First off, as has been said many times in this space, day-trading is crazy and borrowing to invest on margin is a very bad idea. If you must have the thrill of leverage, consider LEAPs (long-term options). For example, on Microsoft, at these levels. (Full disclosure: I own some Microsoft LEAPs.). You should be prepared to lose 100% of your investment; but at least you won’t have interest to pay and margin calls to fear.

Next, if you are someone who has been regularly investing $200 a month (or whatever) in two or three low-expense no-load mutual funds for the past 10 years and plan to continue doing so for the next 30 – keep doing it! You’re my kind of investor, and you’ll do just fine.

But if you might actually need some of the money you have in the market in the next few years, take that portion of the money out. The market is not a safe place to park money you might need in the foreseeable future.

(Where to put it? If it needs to be really safe, do the obvious – pay off your credit cards, pay off your car loan, pay down your mortgage, put it in the bank or in high-quality intermediate-term tax-free bonds.)

If you own stocks you’ve bought without knowing anything about them – stocks you bought because this was all so much fun, and so easy – sell them. Yes, they might go back up, but they might at least as easily go back down, and the only thing keeping a lot of them up even this high is the reluctance of people like you to sell at these new, much-lower prices.

Given the lower costs of trading and the virtually instant global dissemination of financial news . . . given the great earning power of Baby Boomers salting it away for retirement and the excitement of the New Economy . . . this could be the shortest, sharpest Bear Market in history.

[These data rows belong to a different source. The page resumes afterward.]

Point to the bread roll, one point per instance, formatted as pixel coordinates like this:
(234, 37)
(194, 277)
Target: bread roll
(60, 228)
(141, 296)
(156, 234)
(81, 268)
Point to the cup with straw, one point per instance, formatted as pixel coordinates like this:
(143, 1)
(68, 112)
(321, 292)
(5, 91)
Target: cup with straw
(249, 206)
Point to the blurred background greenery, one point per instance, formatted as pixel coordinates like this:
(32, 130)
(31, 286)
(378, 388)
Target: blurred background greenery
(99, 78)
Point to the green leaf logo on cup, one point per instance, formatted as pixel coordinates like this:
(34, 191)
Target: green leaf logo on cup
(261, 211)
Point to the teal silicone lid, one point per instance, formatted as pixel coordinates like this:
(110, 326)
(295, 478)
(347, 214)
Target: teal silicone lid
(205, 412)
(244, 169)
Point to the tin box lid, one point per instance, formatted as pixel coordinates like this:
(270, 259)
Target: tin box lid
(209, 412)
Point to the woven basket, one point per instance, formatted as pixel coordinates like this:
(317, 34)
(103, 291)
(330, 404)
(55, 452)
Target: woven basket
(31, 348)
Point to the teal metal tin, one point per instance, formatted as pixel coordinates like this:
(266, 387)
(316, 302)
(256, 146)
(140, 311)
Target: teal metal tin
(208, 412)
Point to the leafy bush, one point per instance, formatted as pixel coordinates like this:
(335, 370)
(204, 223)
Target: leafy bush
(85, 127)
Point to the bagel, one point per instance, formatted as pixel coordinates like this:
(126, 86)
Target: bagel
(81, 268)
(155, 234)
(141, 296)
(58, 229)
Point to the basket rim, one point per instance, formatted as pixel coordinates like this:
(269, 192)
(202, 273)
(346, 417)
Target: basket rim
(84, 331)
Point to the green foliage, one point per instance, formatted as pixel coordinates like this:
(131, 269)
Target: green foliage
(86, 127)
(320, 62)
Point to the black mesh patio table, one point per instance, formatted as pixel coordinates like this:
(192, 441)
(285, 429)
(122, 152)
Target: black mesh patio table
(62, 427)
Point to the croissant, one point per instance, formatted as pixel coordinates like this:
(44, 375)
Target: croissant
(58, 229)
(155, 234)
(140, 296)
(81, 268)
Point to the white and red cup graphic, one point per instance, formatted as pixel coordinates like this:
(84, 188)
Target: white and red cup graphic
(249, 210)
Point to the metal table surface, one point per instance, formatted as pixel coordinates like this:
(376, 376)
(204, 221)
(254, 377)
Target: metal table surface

Five days.

But two things don’t change: human nature and “value.” New Economy stocks are particularly hard to value, and that difficulty shouldn’t and doesn’t make them worthless. But when 3Com is valued at less than Palm – even though it owns most of Palm – or when Safeguard Scientific is valued at less than its holding in Internet Capital – it is as if $10 bills were being valued at more than $20 bills. Any fool can see that that’s nuts.

Those two situations (since somewhat righted) are unusual because the absurdity can be proven mathematically. But I would argue that the valuations in many other stocks in the environment we had up until last week, and still have to a certain extent, were every bit as unreal.

Given human nature, stocks will rise way above their sensible value (whatever hindsight shows that to have been), and just as surely will at some point – I hope not for many years from now – fall way below their rational values.

Value is like truth and truth is like justice. They are not always easy to discern, and we sort of zig and zag around them as we strive for them. But we do strive for them. And thus value becomes the baseline against which to make sensible investment decisions. (Momentum is for lynch mobs.)

Not to cheapen it by borrowing it for a financial column, but I think Dr. King’s famous quote from 35 years ago in Montgomery, Alabama, is apt:

“I know what you’re asking today, ‘How long will it take?’ I come to say to you this afternoon, however difficult the moment, however frustrating the hour, it will not be long, because truth pressed to earth will rise again. How long? Not long, because no lie can live forever. How long? Not long, because you still reap what you sow. How long? Not long, because the arc of the moral universe is long, but it bends toward justice.”

Well, I would suggest that the arc of the financial markets is long, but that it bends towards value.